Thursday, May 18, 2006

Early Christian Cacophony

From Amy Welborn's combox:

Burge's Protestantism eeks out in this paragraph:

"Ehrman's more important effort appears in the companion volume, Lost Christianities: The Battles for Scripture and the Faiths We Never Knew (Oxford). Here Ehrman says that early Christianity witnessed remarkable theological chaos. Everything was in dispute: monotheism, Jesus' divinity, creation. Then, Ehrman says, in the second and third centuries, powerful clerics imposed their views on rivals, ending a golden age of diversity and tolerance. The vanquished rivals supposedly were reformed, suppressed, or forgotten. Other religions and other Christian voices, those outside the mainstream, were crushed. And it is only now, Ehrman says, with the discovery of their lost scriptures, that these long-silenced voices are being heard once again."

The emphasis is mine.

I think "Everything was in dispute" is overstating the case a bit. Some people did actually doubt Christ's divinity, for example, but I think most of the people of greatest historical significance--not just to us today, but the ones closest to the "Jesus Event" itself--were wrestling with problems that today we describe as Trinitarian in scope more than problems with describing the nature of Jesus.

No, I'm not assuming the "winners write the history" position, either. I was just saving it. (:

Let's look at the bold sentence, the one with "...ending a golden age of diversity and tolerance." Which alternate Earth did Ehrman study? Sure, there was "diversity," if you want to call the wide speculations of the Gnostics and other sects denounced from the beginning by the Apostles and other patristic figures a legitimate diversity, then for the sake of the argument I suppose you can, but it's this wedding of diversity to tolerance that catches my eye like a screen door hook latch.

There was little to no tolerance for, let alone acceptance of or respect of, heterodoxy in the early days. I think "respect" and "acceptance" might be closer to what contemporary progressives have in mind when they say "tolerance," which tends to have more of a reluctant quality, and reluctance is not something I'd expect to be a regular part of the practice of something that is supposed to be a good end in itself.

Well, I would, what with our tendency to backslide, but someone who disbelieved original sin might be less expectant.

My use of "denounced" three paragraphs up was not by accident or premisconception. (By the way, "premisconception" is a word now. Like a preconception, it's made prematurely, but like a misconception, it's inexcusably incorrect.) This repressive powerful cleric claptrap did not suddenly occur a hundred years after the Council of Jerusalem. Peter had words against this "diversity," and even more of Paul's are widely available today. The only thing that fits any Constantinian conspiracy is that the Church in the fourth century had temporal power to rely on as well as rhetoric and, most importantly, grace.
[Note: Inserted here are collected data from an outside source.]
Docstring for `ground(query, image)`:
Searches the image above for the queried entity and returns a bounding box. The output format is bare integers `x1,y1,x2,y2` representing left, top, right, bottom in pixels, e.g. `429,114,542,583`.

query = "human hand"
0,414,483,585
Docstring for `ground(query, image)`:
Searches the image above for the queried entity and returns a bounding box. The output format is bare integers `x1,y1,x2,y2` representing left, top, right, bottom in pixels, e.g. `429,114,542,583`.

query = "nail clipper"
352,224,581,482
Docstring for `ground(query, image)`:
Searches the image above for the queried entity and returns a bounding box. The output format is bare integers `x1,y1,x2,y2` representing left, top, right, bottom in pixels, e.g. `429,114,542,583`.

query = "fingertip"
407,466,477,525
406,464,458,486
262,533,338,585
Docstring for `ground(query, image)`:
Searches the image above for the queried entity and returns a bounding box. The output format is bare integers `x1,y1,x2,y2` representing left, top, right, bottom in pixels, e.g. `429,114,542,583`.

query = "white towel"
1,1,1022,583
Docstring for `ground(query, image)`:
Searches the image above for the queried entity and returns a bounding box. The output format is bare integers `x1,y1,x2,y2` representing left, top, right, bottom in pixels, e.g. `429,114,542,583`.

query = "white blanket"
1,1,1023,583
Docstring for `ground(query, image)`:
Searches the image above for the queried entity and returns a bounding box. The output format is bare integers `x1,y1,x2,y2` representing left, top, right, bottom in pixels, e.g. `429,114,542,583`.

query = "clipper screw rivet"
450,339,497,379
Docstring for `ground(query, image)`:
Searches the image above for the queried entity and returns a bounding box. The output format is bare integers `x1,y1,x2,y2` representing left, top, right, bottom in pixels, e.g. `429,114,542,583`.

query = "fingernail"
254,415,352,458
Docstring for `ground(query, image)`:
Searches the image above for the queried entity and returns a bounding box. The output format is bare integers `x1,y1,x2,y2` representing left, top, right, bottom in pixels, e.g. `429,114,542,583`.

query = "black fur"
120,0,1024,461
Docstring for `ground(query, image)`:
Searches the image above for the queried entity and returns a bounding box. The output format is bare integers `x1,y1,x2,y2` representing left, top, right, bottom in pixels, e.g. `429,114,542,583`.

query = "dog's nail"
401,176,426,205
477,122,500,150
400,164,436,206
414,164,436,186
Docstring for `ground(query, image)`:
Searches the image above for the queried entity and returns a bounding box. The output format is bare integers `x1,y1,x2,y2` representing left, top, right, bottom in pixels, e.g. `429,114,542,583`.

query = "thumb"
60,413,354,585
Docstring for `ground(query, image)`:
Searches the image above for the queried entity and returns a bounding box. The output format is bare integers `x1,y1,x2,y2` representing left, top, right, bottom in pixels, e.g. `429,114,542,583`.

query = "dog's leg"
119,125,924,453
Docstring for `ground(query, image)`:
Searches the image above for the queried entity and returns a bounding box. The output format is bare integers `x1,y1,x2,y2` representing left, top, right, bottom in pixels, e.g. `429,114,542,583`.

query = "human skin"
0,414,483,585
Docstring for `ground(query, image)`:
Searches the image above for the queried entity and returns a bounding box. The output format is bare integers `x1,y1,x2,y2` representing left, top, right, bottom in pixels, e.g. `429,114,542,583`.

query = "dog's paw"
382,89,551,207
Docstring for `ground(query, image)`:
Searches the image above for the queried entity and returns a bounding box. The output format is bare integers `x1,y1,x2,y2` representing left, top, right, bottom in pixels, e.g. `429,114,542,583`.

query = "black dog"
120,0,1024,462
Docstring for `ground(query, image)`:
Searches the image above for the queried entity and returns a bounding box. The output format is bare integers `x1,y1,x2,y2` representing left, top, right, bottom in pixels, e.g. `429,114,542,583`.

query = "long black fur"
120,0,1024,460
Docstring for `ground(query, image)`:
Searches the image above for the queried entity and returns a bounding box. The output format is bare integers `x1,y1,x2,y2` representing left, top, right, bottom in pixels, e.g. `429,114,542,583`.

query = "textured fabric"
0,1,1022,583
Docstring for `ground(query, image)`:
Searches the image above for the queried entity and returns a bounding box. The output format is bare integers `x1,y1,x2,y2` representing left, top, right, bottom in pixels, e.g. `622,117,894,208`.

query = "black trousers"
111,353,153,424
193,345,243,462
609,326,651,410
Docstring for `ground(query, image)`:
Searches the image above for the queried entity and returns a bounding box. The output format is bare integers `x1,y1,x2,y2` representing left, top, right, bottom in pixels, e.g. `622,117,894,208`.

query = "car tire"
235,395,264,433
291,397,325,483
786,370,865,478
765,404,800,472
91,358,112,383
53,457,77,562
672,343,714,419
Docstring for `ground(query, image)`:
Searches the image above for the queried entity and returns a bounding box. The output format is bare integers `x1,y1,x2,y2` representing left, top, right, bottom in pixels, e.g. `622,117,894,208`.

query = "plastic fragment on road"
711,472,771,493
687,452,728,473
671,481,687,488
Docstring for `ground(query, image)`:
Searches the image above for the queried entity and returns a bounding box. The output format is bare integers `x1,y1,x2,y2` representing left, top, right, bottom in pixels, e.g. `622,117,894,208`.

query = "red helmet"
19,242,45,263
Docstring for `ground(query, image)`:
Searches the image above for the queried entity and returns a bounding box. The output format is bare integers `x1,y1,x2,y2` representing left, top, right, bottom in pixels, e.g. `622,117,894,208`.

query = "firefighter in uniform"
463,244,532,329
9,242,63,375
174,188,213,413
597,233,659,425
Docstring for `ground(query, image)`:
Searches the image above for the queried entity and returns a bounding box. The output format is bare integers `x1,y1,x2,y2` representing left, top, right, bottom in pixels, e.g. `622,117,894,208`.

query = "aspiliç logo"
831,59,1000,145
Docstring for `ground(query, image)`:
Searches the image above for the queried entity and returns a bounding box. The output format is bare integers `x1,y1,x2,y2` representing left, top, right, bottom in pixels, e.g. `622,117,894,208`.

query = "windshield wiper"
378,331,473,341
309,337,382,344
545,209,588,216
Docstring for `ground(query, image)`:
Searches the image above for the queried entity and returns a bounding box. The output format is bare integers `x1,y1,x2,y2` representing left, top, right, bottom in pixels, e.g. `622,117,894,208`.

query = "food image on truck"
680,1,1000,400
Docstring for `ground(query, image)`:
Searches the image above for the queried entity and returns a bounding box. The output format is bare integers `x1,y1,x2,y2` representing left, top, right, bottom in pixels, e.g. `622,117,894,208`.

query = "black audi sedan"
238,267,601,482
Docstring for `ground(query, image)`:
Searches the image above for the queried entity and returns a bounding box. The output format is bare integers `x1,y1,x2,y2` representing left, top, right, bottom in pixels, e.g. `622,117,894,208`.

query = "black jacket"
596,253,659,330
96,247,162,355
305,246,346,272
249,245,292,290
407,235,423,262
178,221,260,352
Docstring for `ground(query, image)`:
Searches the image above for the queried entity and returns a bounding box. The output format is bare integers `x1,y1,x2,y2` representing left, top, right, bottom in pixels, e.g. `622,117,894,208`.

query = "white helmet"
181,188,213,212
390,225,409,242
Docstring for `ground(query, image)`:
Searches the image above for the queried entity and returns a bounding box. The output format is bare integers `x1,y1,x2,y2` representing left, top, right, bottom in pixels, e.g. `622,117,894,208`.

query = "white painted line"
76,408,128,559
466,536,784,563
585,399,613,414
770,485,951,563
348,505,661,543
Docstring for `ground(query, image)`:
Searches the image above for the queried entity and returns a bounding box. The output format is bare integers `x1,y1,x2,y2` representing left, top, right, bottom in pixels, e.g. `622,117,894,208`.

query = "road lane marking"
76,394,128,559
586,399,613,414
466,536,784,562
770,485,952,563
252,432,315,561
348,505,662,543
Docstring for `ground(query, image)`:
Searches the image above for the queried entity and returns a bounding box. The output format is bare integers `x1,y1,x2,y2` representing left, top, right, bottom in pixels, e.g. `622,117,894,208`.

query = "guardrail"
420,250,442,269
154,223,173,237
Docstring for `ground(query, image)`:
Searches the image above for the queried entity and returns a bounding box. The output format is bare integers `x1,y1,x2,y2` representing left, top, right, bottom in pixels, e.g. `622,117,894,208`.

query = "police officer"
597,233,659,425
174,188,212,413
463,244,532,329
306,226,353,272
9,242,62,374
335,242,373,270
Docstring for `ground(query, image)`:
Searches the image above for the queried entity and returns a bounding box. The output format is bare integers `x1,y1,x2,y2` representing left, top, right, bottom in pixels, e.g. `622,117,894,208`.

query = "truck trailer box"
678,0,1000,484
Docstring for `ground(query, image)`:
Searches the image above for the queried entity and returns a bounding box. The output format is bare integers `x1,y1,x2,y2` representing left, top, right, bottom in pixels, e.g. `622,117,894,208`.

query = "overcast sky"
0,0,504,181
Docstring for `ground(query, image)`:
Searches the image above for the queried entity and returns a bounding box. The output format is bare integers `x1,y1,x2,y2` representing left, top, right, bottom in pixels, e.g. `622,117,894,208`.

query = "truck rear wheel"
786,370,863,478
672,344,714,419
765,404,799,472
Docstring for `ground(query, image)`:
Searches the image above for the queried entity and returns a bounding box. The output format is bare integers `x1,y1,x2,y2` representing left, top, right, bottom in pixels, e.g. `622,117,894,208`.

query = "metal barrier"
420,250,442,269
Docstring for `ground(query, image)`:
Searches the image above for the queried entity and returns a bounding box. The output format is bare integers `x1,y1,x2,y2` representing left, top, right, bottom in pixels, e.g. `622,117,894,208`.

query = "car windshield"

If there was a golden age at all, it wasn't when or because there existed a variety of belief as well as worship, all of which was happily accepted as being legitimate or as much within the margin of error of the decades-old Church documents as any other denomination's (if we can call Peter and Paul's sect a denomination) manifestation. Christ Himself said that parents and children would turn against each other because of Him.

Just because there was some variety, because there were fringe elements that were congruently documented by the fringe elements and by the core elements, does not mean that there was legitimate diversity or harmonious acceptance.

Legitimate diversity isn't just difference for difference's sake. Legitimate diversity is what keeps unity from becoming stale uniformity. Maybe a little gratuitous variety is all it takes to create a complementarity that becomes a dynamic unity, but some differences do contain inherent incompatibilities.

Try taking your American electronic devices to Europe to see if I'm wrong. There's nothing wrong with American electrical power standards, and nothing wrong with German electrical power standards, but they won't work together. It just doesn't happen. You can keep them in the same room and be safe as long as you're not trying to make one "tolerate" the other, but once you do, you get smoke and fire and maybe worse. If you bring an adaptor, bully for you, but the presence and function of an adaptor to unify American battery charges with European power outlets do not arise naturally from the juxtaposition of the two technologies.

Is this golden age of variety supposed to integrate with or compete with the single, global Gaia worship that men replaced with all those different pagan systems? Now there is a diversity of belief that contained nearly interchangeable parts, if I may paint with such broad strokes.

Of course, there was still religious conflict, but whatever.